As shown in previous blogs, a 'rocky outcrop' was created. Spaces between the rocks were filled with suitable soil into which alpines and other rock-loving plants would be happy.
|Polygala chamaebuxus in our front garden.|
1 May, 2015
I have been particularly pleased with Polygala chamaebuxus. Although the flowers have a superficial similarity to a colourful pea it is a member of the Polygalaceae, the Milkwort Family. I had seen this species growing in the Alps and have coveted it ever since. At barely two inches high it sits snugly in its crevice.
|The darker veins on the petals of Oxalis 'Ione Hecker'|
add much to its beauty. Front garden, 1 May, 2015
The flowers of Oxalis 'Ione Hecker' are almost absurdly large for the size of the plant. It is a hybrid between Oxalis enneaphylla and O. laciniata and is the finest Oxalis of which I know. It too seems happy and will benefit from the summer baking it is likely to receive. I have given it the same conditions as the Polygala and it should steadily increase in size.

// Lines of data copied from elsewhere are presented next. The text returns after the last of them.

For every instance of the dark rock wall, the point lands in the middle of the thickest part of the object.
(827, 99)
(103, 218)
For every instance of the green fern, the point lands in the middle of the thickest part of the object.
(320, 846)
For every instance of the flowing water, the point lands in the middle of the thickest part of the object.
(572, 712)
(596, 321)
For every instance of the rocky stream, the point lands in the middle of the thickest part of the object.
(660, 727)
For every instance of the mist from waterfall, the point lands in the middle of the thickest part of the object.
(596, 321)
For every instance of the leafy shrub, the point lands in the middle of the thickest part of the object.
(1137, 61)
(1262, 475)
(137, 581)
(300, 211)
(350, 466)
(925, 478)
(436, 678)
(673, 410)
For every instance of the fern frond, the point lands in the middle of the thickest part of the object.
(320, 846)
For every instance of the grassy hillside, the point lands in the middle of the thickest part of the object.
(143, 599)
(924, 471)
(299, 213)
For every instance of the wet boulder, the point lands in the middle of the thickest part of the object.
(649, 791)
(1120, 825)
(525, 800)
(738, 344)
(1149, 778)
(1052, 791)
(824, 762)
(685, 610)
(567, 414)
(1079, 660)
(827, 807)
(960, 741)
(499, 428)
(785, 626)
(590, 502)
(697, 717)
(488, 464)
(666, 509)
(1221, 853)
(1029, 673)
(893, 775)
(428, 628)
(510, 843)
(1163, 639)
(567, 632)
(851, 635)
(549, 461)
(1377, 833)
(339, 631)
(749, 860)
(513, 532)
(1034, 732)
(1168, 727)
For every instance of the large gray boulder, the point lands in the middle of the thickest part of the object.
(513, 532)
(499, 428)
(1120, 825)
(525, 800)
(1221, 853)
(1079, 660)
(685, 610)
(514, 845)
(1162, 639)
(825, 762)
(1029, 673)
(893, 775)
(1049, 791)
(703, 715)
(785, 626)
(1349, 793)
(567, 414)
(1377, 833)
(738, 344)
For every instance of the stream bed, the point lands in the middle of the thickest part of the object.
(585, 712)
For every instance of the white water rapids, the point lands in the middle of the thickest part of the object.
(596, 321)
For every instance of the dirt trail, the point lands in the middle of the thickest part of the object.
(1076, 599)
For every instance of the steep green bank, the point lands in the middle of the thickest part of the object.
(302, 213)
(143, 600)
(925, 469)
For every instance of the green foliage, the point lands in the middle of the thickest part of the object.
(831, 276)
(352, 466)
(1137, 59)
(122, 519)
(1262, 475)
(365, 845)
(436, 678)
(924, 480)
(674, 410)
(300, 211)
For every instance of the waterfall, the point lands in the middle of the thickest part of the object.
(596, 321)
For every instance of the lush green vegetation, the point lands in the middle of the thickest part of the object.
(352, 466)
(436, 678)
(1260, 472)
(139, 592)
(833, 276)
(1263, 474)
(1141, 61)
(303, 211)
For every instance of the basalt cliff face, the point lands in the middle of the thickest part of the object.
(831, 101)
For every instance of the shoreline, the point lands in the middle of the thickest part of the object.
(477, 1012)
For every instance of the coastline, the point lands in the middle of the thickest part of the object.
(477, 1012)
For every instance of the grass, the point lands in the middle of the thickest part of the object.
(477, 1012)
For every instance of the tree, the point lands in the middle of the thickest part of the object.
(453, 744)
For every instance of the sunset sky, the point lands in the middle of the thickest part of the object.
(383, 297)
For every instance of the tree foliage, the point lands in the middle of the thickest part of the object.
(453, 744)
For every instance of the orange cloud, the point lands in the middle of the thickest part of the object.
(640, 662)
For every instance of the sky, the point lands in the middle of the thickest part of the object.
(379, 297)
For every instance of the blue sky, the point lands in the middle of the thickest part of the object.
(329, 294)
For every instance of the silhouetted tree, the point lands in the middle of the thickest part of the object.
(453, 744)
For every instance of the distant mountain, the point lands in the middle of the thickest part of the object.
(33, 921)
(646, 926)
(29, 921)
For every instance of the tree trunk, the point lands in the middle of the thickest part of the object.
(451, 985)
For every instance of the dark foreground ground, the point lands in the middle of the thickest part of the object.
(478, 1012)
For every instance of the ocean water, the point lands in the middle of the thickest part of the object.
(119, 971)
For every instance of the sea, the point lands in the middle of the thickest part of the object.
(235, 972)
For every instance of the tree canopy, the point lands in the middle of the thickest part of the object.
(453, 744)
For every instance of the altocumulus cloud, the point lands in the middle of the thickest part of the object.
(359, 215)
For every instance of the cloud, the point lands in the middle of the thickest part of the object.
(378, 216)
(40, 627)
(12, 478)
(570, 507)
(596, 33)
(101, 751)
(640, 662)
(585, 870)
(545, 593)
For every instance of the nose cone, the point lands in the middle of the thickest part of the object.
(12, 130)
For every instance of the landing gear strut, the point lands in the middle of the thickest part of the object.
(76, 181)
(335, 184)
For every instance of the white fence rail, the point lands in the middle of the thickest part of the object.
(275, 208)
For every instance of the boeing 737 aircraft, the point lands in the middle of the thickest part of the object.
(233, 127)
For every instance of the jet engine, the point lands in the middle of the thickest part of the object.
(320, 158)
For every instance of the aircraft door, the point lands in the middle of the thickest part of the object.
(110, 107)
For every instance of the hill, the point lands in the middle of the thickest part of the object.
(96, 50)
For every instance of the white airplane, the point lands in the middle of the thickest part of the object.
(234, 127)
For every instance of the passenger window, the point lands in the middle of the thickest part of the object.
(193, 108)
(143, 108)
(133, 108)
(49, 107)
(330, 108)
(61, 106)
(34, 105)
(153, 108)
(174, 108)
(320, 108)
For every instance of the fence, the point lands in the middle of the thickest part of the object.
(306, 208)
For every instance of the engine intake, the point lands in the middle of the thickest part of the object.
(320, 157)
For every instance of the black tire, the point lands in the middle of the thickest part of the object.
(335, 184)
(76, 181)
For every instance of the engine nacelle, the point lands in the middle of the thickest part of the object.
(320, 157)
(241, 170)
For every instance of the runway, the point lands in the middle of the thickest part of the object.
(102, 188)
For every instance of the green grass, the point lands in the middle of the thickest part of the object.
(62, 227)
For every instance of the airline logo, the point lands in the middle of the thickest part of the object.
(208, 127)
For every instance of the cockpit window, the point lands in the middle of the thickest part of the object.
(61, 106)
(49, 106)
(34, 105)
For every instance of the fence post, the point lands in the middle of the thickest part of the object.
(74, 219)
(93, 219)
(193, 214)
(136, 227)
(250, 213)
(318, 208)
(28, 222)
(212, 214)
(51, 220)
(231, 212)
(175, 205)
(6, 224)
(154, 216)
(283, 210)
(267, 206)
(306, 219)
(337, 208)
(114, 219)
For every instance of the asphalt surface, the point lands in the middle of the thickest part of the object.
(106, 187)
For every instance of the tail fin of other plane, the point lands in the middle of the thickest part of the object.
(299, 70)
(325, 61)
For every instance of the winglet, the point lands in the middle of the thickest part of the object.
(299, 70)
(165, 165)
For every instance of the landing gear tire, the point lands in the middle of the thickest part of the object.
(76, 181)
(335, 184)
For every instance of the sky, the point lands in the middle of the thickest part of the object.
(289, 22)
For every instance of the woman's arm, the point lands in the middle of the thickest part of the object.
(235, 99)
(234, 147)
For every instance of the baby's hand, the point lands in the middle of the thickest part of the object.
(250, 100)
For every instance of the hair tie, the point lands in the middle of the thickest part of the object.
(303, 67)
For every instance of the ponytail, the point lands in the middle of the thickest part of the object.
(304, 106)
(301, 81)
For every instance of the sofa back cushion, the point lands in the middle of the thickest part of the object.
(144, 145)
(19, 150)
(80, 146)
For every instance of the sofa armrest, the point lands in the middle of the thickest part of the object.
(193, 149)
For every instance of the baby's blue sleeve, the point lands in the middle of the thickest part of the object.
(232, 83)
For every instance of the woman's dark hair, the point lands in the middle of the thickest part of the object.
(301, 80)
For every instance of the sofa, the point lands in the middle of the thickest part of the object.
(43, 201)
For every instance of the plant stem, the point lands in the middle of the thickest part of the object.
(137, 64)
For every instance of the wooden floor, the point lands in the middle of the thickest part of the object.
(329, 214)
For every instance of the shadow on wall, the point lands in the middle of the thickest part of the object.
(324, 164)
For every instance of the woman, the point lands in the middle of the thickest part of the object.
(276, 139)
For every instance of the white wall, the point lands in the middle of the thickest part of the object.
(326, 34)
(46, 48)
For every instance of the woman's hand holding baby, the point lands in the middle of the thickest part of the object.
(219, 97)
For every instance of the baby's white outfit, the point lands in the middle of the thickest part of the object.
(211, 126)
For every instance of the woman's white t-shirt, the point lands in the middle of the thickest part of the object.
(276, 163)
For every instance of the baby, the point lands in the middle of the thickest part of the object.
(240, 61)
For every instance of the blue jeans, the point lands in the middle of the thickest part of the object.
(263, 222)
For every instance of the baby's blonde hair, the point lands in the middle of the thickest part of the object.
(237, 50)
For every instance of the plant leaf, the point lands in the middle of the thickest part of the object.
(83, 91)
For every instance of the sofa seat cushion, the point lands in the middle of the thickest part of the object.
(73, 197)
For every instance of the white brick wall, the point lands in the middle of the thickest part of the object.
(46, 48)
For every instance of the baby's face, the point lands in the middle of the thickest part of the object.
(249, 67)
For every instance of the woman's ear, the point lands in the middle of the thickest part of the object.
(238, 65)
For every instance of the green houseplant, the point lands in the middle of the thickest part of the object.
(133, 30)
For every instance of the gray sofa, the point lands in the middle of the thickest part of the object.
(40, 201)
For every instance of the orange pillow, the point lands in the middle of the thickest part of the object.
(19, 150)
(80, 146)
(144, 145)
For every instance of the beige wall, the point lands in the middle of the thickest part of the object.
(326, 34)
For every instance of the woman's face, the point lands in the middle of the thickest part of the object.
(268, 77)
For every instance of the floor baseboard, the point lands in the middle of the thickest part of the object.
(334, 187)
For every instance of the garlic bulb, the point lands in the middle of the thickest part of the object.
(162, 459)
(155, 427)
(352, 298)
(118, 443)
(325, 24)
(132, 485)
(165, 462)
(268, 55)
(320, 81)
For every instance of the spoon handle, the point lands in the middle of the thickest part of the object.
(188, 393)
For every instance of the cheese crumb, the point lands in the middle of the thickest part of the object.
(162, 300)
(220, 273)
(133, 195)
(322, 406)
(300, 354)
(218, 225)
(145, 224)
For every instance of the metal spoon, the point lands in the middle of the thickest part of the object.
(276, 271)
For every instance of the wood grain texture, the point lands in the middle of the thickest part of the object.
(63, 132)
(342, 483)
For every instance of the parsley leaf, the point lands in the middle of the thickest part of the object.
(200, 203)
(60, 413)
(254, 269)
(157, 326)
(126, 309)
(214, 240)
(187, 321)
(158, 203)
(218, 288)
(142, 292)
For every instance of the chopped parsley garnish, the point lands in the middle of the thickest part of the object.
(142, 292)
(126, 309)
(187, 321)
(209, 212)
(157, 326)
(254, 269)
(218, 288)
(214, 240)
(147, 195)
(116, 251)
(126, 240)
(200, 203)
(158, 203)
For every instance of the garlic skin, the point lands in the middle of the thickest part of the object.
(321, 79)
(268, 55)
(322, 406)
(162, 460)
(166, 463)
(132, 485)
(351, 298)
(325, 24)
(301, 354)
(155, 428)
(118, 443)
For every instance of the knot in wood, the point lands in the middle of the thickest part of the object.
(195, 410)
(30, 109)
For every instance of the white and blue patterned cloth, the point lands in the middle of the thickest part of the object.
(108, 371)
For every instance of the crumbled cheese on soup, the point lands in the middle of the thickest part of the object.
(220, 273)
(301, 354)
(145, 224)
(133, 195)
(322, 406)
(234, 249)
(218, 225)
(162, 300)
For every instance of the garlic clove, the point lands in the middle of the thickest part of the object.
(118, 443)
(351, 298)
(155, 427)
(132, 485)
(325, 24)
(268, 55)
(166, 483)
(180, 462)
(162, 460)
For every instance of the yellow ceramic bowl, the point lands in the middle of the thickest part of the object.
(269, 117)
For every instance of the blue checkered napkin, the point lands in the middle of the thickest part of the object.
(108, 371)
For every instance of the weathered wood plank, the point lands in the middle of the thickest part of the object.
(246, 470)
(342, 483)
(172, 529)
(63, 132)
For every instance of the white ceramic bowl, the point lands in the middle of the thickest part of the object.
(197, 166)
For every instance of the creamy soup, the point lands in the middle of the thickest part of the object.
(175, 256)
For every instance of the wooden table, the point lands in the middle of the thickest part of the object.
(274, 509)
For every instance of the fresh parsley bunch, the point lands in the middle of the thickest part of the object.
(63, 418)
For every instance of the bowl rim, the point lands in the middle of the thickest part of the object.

But as a hybrid it will produce no seeds.
|Morisia monanthos 1 May, 2015|
Also tucked between pieces of sandstone sits Morisia monanthos, an odd little member of the Cabbage Family. It was a gift from Ann and John Pimm on their return from Wales, and very welcome it is too.
These tiny plants sit alongside some rather larger, but still neat, plants.
|Phlox bifida 'Alba'|
The flowers of Phlox bifida are normally seen seen in their lilac form but I grow the variety 'alba' and it has formed an attractive cushion. It is a native of the mid-western U.S.A. where it is known as Sand Phlox.
Another Phlox grows nearby. It is Phlox douglasii in one of its many colours. The label has gone astray but it is probably 'Red Admiral'. The 60-70 species of Phlox are confined to North America although I believe there is one species found in Siberia.
I have already, in an earlier blog, mentioned that odd member of the carrot family, Hacquetia epipactis. It can hardly be called eye-catching but to my mind it is delightful. It has made the move from Byfield to Daventry and seems to be thriving. Its name commemorates Belsazar Hacquet, an Austrian physician and botanist. What a way to be remembered!
|Hacquetia epipactis. 1 May, 2015|
A close-up makes it clear that what appears to be a green-petalled flower is in fact a cluster of yellow flowers surrounded by a frill of green bracts. I wouldn't be without it.
The next step is to extend the outcrop using more local sandstone and to plant appropriate alpines. Oh, and get some neat fritillaries, dwarf iris and crocuses in September.